In December 2020, Wells died at 82 years old from COVID-19 complications, and a representative for Wells' estate told the outlet that she "passed peacefully ... in no pain."

Carmen Filpi

Carmen Filpi brought love and laughs to his role as Fred, a quirky homeless man, in "Growing Pains" episodes "The Recruiter" and "Five Grand." The former episode found him pretending to be Jason Seaver after Mike pays him to deceive a recruiter from Boston College. When the parents return and the jig is up, Fred pretends to be the recruiter.
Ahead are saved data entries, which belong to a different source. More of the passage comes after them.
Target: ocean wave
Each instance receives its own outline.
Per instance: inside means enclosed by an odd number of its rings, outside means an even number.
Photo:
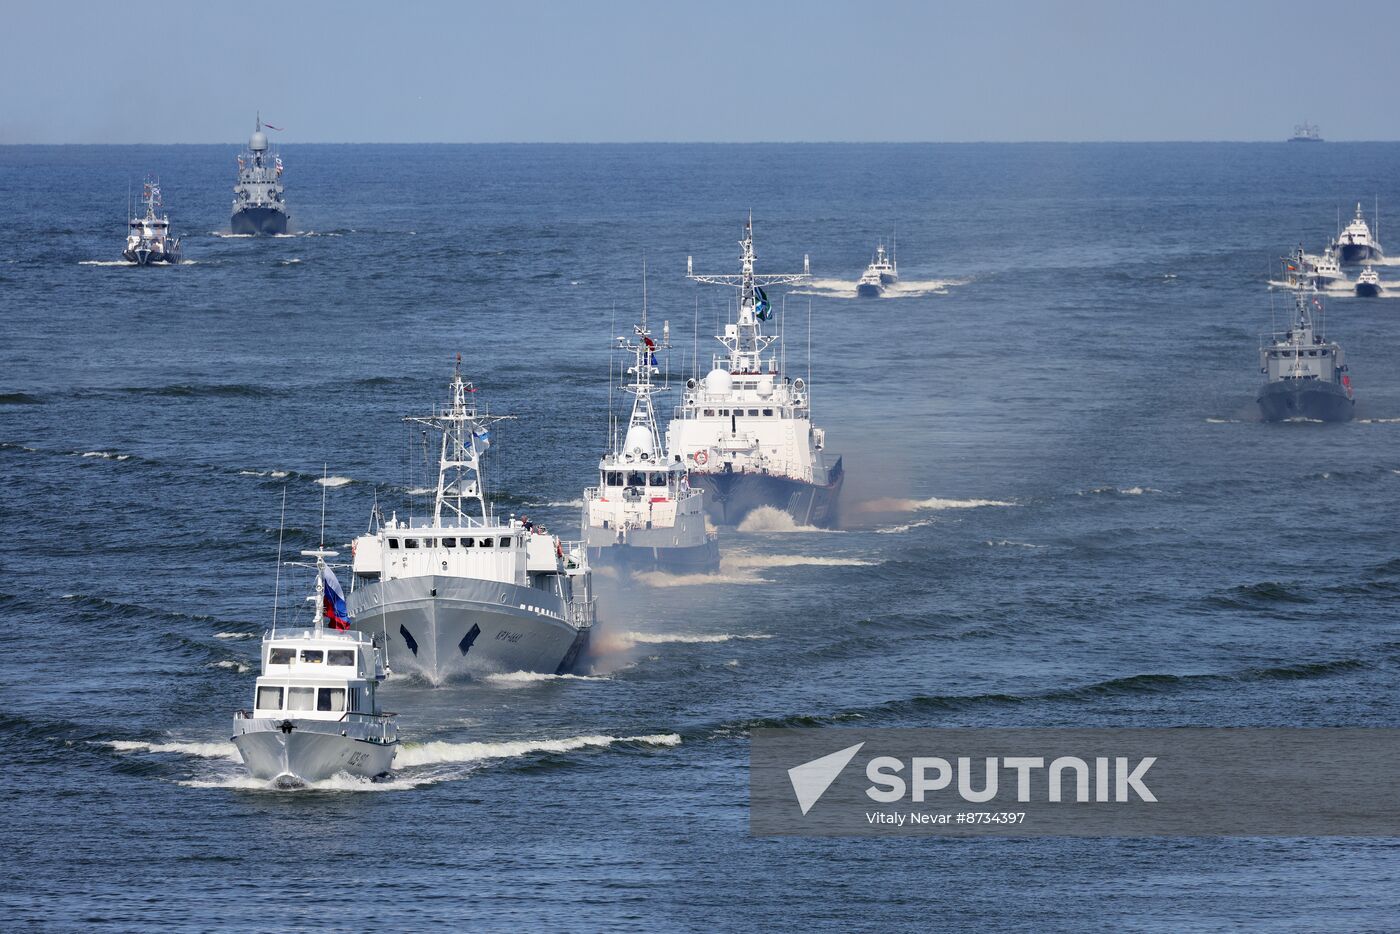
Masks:
[[[210,662],[206,667],[225,668],[229,671],[236,671],[240,675],[246,675],[248,672],[252,671],[252,669],[249,668],[246,663],[235,661],[231,658],[221,659],[217,662]]]
[[[645,736],[573,736],[568,739],[534,739],[505,742],[450,743],[437,740],[407,743],[399,748],[395,768],[415,768],[424,765],[459,765],[490,759],[514,759],[536,753],[575,752],[592,747],[607,748],[617,743],[644,746],[678,746],[676,733],[653,733]]]
[[[1044,548],[1044,547],[1045,547],[1044,545],[1032,545],[1030,542],[1013,542],[1013,541],[1011,541],[1010,539],[1007,539],[1007,538],[1003,538],[1003,539],[1001,539],[1001,540],[999,540],[999,541],[990,541],[990,540],[989,540],[989,541],[983,542],[982,544],[988,546],[989,548]]]
[[[117,451],[82,451],[82,452],[74,451],[73,453],[74,453],[75,455],[77,455],[78,457],[100,457],[100,458],[102,458],[103,460],[109,460],[109,461],[129,461],[129,460],[131,460],[131,455],[130,455],[130,454],[122,454],[122,453],[119,453],[119,452],[117,452]]]
[[[316,482],[321,484],[321,486],[335,489],[349,483],[354,483],[355,481],[351,480],[349,477],[317,477]]]
[[[79,266],[135,266],[135,263],[127,262],[124,259],[83,259],[78,261]]]
[[[1208,419],[1206,419],[1206,424],[1207,424],[1207,425],[1238,425],[1238,424],[1240,424],[1240,420],[1239,420],[1238,418],[1208,418]]]
[[[27,392],[0,392],[0,405],[40,405],[43,401]]]
[[[875,530],[875,534],[877,534],[877,535],[899,535],[899,534],[902,534],[902,533],[904,533],[904,532],[909,532],[909,531],[911,531],[911,530],[913,530],[913,529],[921,529],[921,528],[923,528],[923,527],[926,526],[926,525],[933,525],[933,520],[932,520],[932,519],[919,519],[917,522],[901,522],[899,525],[891,525],[891,526],[886,526],[885,528],[876,529],[876,530]]]
[[[1094,487],[1092,490],[1080,490],[1080,491],[1079,491],[1078,493],[1076,493],[1075,495],[1076,495],[1076,496],[1103,496],[1103,495],[1106,495],[1106,494],[1107,494],[1107,495],[1116,495],[1116,496],[1143,496],[1143,495],[1148,494],[1148,493],[1160,493],[1160,492],[1162,492],[1162,491],[1161,491],[1161,490],[1158,490],[1158,489],[1155,489],[1155,488],[1153,488],[1153,487],[1150,487],[1150,486],[1129,486],[1129,487],[1096,486],[1096,487]]]
[[[232,791],[266,791],[274,794],[306,794],[317,791],[412,791],[431,782],[396,778],[358,778],[345,772],[319,782],[287,787],[248,774],[217,778],[190,778],[180,782],[185,788],[227,788]]]
[[[252,632],[216,632],[216,633],[214,633],[214,638],[215,638],[215,639],[253,639],[253,638],[256,638],[256,636],[257,636],[257,633],[252,633]]]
Vagrants, quirky old men, and comedic roles were something of Filpi's specialty. He made hilarious appearances on "Sister, Sister," "Boy Meets World," and "Sabrina the Teenage Witch," and he was the memorable Old Man in the Bar in the Adam Sandler and Drew Barrymore comedy "The Wedding Singer." While he may have cracked us up as Old Man Withers in the hilarious "Wayne's World" ending, he certainly gave us a scare as Rev. Jackson Sayer in 1988's "Halloween 4."

According to his obituary, Filpi died at the age of 80 in May 2003 from "cancer-related illnesses," and was laid to rest in his hometown of Pittsfield, Massachusetts.